Describe the project

Setup

  1. I run the commands in project_instance_config.txt to update my environment and to download/unzip data files.
    • Updates environment (cuda drivers, tensorflow-gpu, keras)
    • Unzip images and metadata to local machine
  2. Change Code/configuartion.py to reflect locations of unzipped files. Though it is probably easier to unzip to match file structure as observed in Code/configuration.py.

Code

Preprocessing

This can be skipped if you have Code/df_images_all.csv, Code/df_sequences_all.csv, and Code/df_sequences_missing_labels_completed.csv.

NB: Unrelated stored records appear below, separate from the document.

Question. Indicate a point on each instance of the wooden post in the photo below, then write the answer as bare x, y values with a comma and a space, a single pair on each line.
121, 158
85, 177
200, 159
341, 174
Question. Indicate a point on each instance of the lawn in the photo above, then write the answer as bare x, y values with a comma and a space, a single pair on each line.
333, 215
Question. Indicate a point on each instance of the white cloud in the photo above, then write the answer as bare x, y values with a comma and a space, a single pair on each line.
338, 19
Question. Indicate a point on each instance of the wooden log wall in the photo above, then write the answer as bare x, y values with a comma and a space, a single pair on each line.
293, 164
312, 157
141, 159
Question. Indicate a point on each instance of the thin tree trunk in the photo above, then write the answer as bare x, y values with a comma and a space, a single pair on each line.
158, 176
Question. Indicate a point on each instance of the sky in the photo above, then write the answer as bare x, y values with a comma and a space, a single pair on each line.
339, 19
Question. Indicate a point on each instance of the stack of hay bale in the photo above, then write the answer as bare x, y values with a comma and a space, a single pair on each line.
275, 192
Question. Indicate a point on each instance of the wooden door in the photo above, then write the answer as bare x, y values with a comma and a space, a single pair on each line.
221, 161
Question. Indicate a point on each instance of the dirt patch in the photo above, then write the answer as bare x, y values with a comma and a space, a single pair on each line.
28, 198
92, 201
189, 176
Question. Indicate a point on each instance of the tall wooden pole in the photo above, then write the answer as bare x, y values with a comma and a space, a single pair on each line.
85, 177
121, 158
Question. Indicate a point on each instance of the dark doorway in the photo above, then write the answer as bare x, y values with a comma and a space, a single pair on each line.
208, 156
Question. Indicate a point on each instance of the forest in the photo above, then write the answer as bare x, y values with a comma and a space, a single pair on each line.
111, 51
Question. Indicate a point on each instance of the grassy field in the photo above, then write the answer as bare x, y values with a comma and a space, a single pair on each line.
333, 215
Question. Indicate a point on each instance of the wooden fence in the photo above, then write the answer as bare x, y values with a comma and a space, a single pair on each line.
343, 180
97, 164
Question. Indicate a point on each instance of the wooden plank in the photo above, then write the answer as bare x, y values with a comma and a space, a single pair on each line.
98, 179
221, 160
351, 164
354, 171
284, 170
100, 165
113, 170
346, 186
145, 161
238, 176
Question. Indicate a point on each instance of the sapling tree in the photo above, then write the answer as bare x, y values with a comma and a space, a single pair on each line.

  1. Code/preprocessing_helper_get_sequence_labels.py: creates csv of sequences and images with their labels
    • this gets labels for sequences that have labels.
    • this also gets a list of all images by its sequence.
  2. Code/preprocessing_helper_missing_labels.py: this was used to aid our manual tagging effort
    • i used this to create a csv of the peak image for sequences that did not have labels.
    • moves all peak images for untagged sequences into one folder
    • creates a csv that can be manually updated with assigned tag for sequence
    • i manually tagged peak images for 266 sequences.

Training

  1. Code/training_split.py: creates csv for the training and testing sets
    • this gets the csv of sequences (with tags).
    • assigns the tag for the peak image to all images in the sequence.
    • i use images that are close to the peak image.
    • the number/percentage of nearby images is configurable.
  2. Code/training_model_building.py: trains neural network
    • uses keras imagedatagenerator.flow_from_dataframe for pipeline
    • When image filenames are read from dataframes, you will need to update filenames to match your file structure (as discussed above).